OH、 嘘でしょう............
宜しくお願いします
「ほう、それは面白そうだな、エモリア、レントルス公爵令息、僕も混ざらせてくれないか?」
「な!」
“サアッ”
さっきまでマグマの中に放り込まれたように熱かった体は一瞬で冷え、同時に欲望へと放り込んだ意識は瞬時に理性を取り返す。
「。。。。。。。。。」
「。。。。。。。。。」
え、さっき私、ええ!!
嘘、私さっきペドルアに流されて、そして......
......お、OH, 神よ、私はなんてことをしたのでしょう、
あ、ですが誰だって人生で一度や二度過ちを犯しますわよね、
ええ、だって前世で普段はあんなにしっかりしていた先輩ですら酒に飲まれてあんやかんやあったのですから、
ええ、そうよ、そうなのよ、誰だって完璧じゃないですから過ちを否定してはいけませんわ、
そう、なんて言うの、失敗は成功のもと?そうそう、『女の子は一度ぐらい火遊びし、火傷してから本当の女になる』って前世で酒に飲まれた先輩が言ってましたわ。
うん、そうです、私は流されたのではなくて女になるため敢えて火遊びしたのです。
そう、だから今回はペドルアときちんとケジメをつけ、この人生の黒歴史を記憶の隅っこに放り投げ、永遠に蓋をしたら、
「ねえ、エモリア」
“ビクッ”
こ、この声は、
恐れ恐れと声の方に振り向くとそこには案の定ハニーゴールドの髪を持つ美少年が部屋のドアに寄り添い、私達に完璧な微笑みを披露している。
「や、レオール様......」
まあ、傍から見るとこの安物王子のキラキラスマイルは魅力的で普通のご令嬢はこれで落ちるでしょう。

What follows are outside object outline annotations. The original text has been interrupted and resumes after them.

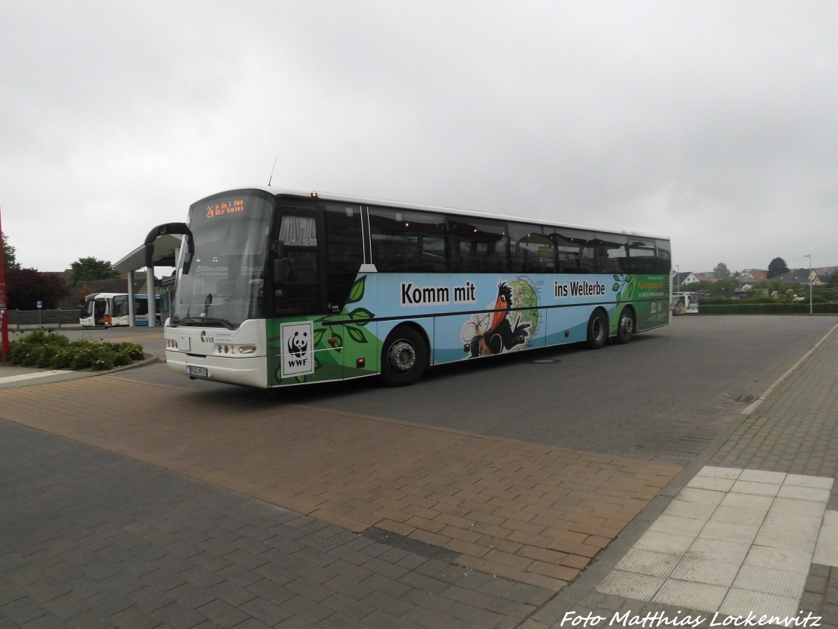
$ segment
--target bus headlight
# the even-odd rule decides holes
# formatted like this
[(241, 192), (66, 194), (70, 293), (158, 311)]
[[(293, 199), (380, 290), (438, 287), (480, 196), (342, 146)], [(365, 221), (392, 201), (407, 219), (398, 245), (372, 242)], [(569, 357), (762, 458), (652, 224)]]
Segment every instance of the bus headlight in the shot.
[(215, 346), (215, 353), (220, 356), (245, 356), (256, 354), (256, 346), (255, 345), (231, 345), (228, 343), (220, 343)]

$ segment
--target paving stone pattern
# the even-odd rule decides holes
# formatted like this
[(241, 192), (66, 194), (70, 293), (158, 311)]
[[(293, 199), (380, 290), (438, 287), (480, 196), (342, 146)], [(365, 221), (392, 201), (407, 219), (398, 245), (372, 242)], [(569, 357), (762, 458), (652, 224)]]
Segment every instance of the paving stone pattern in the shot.
[(117, 377), (3, 392), (6, 418), (554, 591), (681, 469)]
[(511, 627), (553, 592), (0, 421), (0, 627)]

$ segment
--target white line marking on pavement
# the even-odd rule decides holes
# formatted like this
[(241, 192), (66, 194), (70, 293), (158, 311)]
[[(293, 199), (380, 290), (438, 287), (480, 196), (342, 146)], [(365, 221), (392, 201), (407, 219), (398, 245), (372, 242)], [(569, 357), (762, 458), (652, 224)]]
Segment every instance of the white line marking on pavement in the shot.
[(597, 590), (731, 616), (793, 616), (813, 561), (838, 563), (832, 482), (705, 466)]
[(45, 378), (48, 376), (59, 376), (62, 373), (72, 373), (72, 372), (53, 369), (49, 372), (39, 372), (38, 373), (21, 373), (18, 376), (7, 376), (0, 378), (0, 384), (6, 382), (17, 382), (18, 380), (31, 380), (32, 378)]

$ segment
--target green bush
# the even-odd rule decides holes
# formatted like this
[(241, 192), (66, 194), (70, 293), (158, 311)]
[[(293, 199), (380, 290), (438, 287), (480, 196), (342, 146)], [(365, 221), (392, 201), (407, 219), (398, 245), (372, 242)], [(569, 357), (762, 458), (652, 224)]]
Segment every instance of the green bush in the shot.
[[(706, 304), (699, 300), (701, 314), (809, 314), (809, 302), (753, 303), (750, 299), (732, 300), (725, 304)], [(815, 314), (836, 314), (838, 304), (819, 304), (813, 300)]]
[(113, 369), (143, 358), (142, 346), (137, 343), (71, 343), (63, 335), (40, 330), (12, 341), (8, 350), (12, 365), (51, 369)]

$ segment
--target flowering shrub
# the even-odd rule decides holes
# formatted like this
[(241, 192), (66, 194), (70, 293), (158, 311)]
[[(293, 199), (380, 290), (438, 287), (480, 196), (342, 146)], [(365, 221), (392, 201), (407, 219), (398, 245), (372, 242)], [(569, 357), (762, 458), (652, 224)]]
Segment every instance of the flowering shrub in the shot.
[(71, 343), (66, 336), (40, 330), (12, 341), (8, 349), (13, 365), (50, 369), (112, 369), (144, 357), (142, 346), (137, 343)]

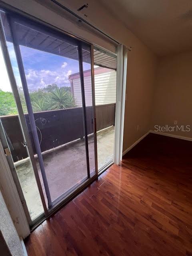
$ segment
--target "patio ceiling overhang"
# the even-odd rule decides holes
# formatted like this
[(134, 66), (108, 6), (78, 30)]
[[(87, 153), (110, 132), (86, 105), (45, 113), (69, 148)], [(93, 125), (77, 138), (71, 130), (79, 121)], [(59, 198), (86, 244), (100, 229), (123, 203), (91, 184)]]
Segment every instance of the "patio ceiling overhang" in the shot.
[[(1, 13), (3, 25), (5, 27), (6, 40), (12, 42), (9, 25), (4, 13)], [(14, 28), (17, 31), (17, 40), (20, 45), (40, 51), (78, 60), (77, 46), (78, 41), (75, 38), (69, 38), (64, 34), (54, 32), (48, 28), (42, 29), (32, 22), (28, 23), (21, 19), (14, 19)], [(82, 43), (83, 61), (90, 63), (89, 45)], [(96, 65), (116, 70), (117, 59), (115, 55), (106, 53), (104, 51), (95, 48), (94, 51), (94, 64)]]

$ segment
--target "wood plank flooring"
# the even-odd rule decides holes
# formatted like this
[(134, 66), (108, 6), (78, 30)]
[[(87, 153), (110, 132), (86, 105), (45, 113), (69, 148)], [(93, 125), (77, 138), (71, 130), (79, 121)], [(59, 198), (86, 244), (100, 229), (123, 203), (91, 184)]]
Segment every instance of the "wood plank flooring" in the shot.
[(192, 146), (150, 134), (36, 228), (28, 255), (192, 256)]

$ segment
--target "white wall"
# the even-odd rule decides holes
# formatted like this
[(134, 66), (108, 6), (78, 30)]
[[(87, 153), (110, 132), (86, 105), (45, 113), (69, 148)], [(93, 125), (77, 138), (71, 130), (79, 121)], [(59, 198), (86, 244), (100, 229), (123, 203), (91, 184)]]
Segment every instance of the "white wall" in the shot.
[[(10, 255), (24, 256), (20, 239), (15, 229), (0, 190), (0, 230), (9, 250)], [(3, 241), (0, 241), (0, 242), (2, 243)], [(0, 252), (0, 254), (2, 256), (4, 255), (3, 252)]]
[[(111, 71), (94, 75), (95, 103), (103, 105), (115, 103), (116, 101), (116, 71)], [(72, 80), (74, 97), (78, 106), (82, 106), (80, 78)], [(86, 106), (92, 106), (92, 92), (90, 76), (84, 78), (85, 101)]]
[(102, 105), (116, 102), (115, 70), (95, 75), (95, 104)]

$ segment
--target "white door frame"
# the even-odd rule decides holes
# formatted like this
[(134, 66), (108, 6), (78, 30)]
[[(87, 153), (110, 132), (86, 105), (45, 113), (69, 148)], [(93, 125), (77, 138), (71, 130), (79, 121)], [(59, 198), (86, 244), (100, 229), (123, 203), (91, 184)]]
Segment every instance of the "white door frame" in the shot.
[(114, 146), (114, 163), (116, 164), (119, 164), (122, 160), (128, 50), (122, 44), (118, 46)]

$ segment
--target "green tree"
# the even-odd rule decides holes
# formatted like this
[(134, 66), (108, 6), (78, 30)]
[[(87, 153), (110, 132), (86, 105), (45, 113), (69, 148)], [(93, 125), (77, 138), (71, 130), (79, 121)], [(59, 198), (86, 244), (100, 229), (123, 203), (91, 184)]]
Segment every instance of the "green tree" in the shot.
[(18, 113), (12, 92), (0, 89), (0, 116), (14, 115)]

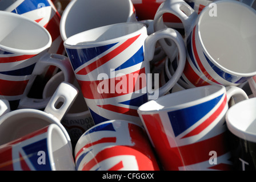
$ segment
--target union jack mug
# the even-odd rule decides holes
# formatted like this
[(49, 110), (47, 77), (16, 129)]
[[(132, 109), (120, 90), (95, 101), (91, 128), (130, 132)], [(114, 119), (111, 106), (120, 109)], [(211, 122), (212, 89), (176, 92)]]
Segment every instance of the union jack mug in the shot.
[(64, 133), (51, 124), (1, 145), (0, 170), (75, 171), (75, 166)]
[(78, 171), (158, 171), (144, 129), (124, 120), (102, 122), (87, 130), (75, 148)]
[[(153, 89), (150, 61), (156, 42), (162, 38), (177, 43), (179, 63), (172, 78), (160, 88), (158, 75), (154, 75)], [(87, 30), (69, 38), (64, 46), (95, 124), (125, 119), (142, 125), (138, 107), (148, 98), (167, 93), (185, 66), (186, 50), (179, 33), (166, 28), (148, 36), (146, 27), (138, 22)]]
[(137, 21), (131, 0), (73, 0), (61, 16), (63, 40), (86, 30), (108, 24)]
[(74, 73), (68, 57), (50, 54), (50, 34), (27, 18), (1, 11), (0, 98), (10, 101), (11, 109), (30, 92), (37, 76), (54, 65), (63, 71), (65, 81), (72, 82)]
[(43, 111), (19, 109), (2, 114), (0, 117), (0, 145), (54, 123), (62, 130), (72, 151), (70, 137), (61, 122), (74, 102), (78, 92), (74, 85), (63, 82)]
[[(49, 52), (60, 55), (66, 53), (59, 31), (61, 15), (51, 0), (1, 0), (0, 10), (21, 15), (44, 27), (52, 39)], [(51, 65), (38, 78), (42, 78), (46, 82), (58, 69), (58, 67)]]
[(231, 169), (225, 118), (231, 97), (235, 103), (248, 99), (237, 86), (208, 85), (172, 93), (139, 107), (163, 169)]
[[(164, 13), (177, 15), (184, 26), (187, 60), (181, 78), (186, 88), (237, 86), (256, 75), (254, 9), (237, 1), (218, 1), (198, 15), (183, 1), (167, 0), (155, 14), (156, 30), (165, 27)], [(168, 55), (170, 46), (164, 41), (159, 44)]]

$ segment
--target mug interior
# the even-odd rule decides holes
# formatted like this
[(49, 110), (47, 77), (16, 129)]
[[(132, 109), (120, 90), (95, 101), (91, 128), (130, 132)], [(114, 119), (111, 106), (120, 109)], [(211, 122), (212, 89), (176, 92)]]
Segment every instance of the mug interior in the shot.
[(205, 53), (233, 72), (256, 71), (256, 11), (235, 1), (219, 1), (204, 9), (198, 32)]
[(235, 135), (256, 142), (256, 98), (236, 104), (226, 113), (229, 130)]
[(49, 33), (37, 23), (13, 13), (0, 12), (0, 46), (21, 50), (45, 49)]
[(61, 31), (69, 38), (96, 27), (126, 22), (131, 8), (128, 0), (73, 1), (63, 11)]
[(141, 105), (138, 111), (157, 113), (182, 109), (214, 98), (223, 93), (223, 89), (222, 85), (209, 85), (181, 90), (149, 101)]
[(38, 113), (13, 112), (5, 114), (0, 121), (0, 145), (54, 123)]
[[(74, 48), (73, 46), (100, 44), (100, 43), (127, 36), (141, 30), (144, 27), (140, 23), (123, 23), (105, 26), (89, 30), (68, 38), (65, 42), (66, 47)], [(145, 27), (146, 31), (146, 28)]]

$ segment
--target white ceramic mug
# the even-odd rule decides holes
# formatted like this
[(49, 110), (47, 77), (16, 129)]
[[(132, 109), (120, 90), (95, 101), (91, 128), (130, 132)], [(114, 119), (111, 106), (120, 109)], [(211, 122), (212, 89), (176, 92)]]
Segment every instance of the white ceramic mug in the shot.
[[(153, 89), (150, 61), (162, 38), (177, 43), (178, 68), (165, 85), (155, 84)], [(148, 36), (146, 27), (138, 22), (91, 29), (69, 38), (64, 46), (95, 124), (111, 119), (141, 124), (138, 106), (148, 97), (155, 99), (167, 93), (185, 66), (186, 50), (178, 32), (166, 28)]]
[(256, 98), (243, 101), (230, 107), (226, 115), (230, 131), (234, 170), (256, 169)]
[(86, 131), (75, 149), (78, 171), (158, 171), (145, 129), (125, 120), (111, 120)]
[[(254, 9), (236, 1), (218, 1), (198, 15), (183, 1), (166, 0), (155, 14), (156, 31), (165, 28), (165, 13), (175, 14), (184, 26), (187, 61), (181, 77), (188, 88), (237, 86), (256, 75)], [(164, 40), (159, 44), (170, 57), (166, 49), (173, 45)]]
[(172, 93), (139, 107), (163, 169), (232, 169), (225, 125), (231, 98), (235, 103), (248, 99), (237, 86), (208, 85)]
[(63, 40), (86, 30), (110, 24), (137, 21), (130, 0), (73, 0), (64, 10), (60, 31)]
[(11, 110), (27, 96), (37, 76), (49, 66), (60, 68), (65, 81), (73, 81), (69, 59), (48, 52), (52, 39), (46, 28), (27, 18), (3, 11), (0, 24), (0, 98), (12, 102)]
[(68, 141), (50, 124), (0, 146), (1, 171), (75, 171)]
[(61, 121), (70, 108), (78, 92), (74, 85), (63, 82), (59, 85), (43, 111), (20, 109), (3, 114), (0, 117), (0, 144), (55, 123), (65, 134), (72, 151), (70, 138)]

ですが私は気づいてしまったのです、あの安物王子が持つ普段ではエメラルドみたいに爽やかに輝く目は今ではメラメラと燃える火の如く赤いルビーになっていること。
ああ、確か翔さんから聞いたことがあります、あの安物王子は本心で怒っているときだけ目が赤くなると。
いや、それはどうでもいいです、肝心なのは私が婚約者じゃない人と一線を越えようとした所を仮でも婚約者な安物王子に見られた事。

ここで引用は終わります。